Couple adds new lease of life to classic Dodge hearse
AMONG all the gleaming, high-power hot rods at Seaforth on the weekend was one notable black duck.
It was a not-so shiny, but equally fascinating, vintage hearse. The black 1951 Dodge Custom Kingsway is owned by Deidre Turner from Eton who was just as proud as any of the Corvette or Camaro owners.
"I love my car," Ms Turner said.
"We found it at Walkerston two years ago. It was covered in mattresses under a house.
"When a friend rubbed off the dust from the side window to reveal the last time it was registered, I just had to have it."
The intriguing vehicle, with church style windows and a crank shaft to lift the coffins in the back, was last registered in December 1970, the same year and month Ms Turner was born.
She thinks the hearse started its life at the Surry Hills Holy Trinity Greek Orthodox church in Sydney.

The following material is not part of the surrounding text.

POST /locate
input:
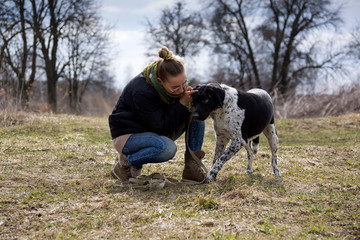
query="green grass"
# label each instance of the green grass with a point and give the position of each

From there it ended up at Gilgrandra in New South Wales where Walkerston resident Betty Harvey found it 22 years ago and has had it stored ever since.
"We checked the oil and water and then it started straight away," Ms Turner said.
Ms Turner and her partner Matt Taylor are restoring the vehicle to bring it up to the shiny standard the 100 or so other vehicles were on the weekend at the Seaforth Rods, Classics and Customs Weekend.
Organising committee member Dave Moy said the event, in its fourth year, attracted an estimated crowd of 2000 over the weekend.
"The objective is to provide an opportunity for people to show off their cars while we can show off beautiful Seaforth," Mr Moy said. "It is also a great chance for local groups to do a bit of fundraising."
The overall show winner was Cleave Williams from Emerald with his 57 Chev Belair.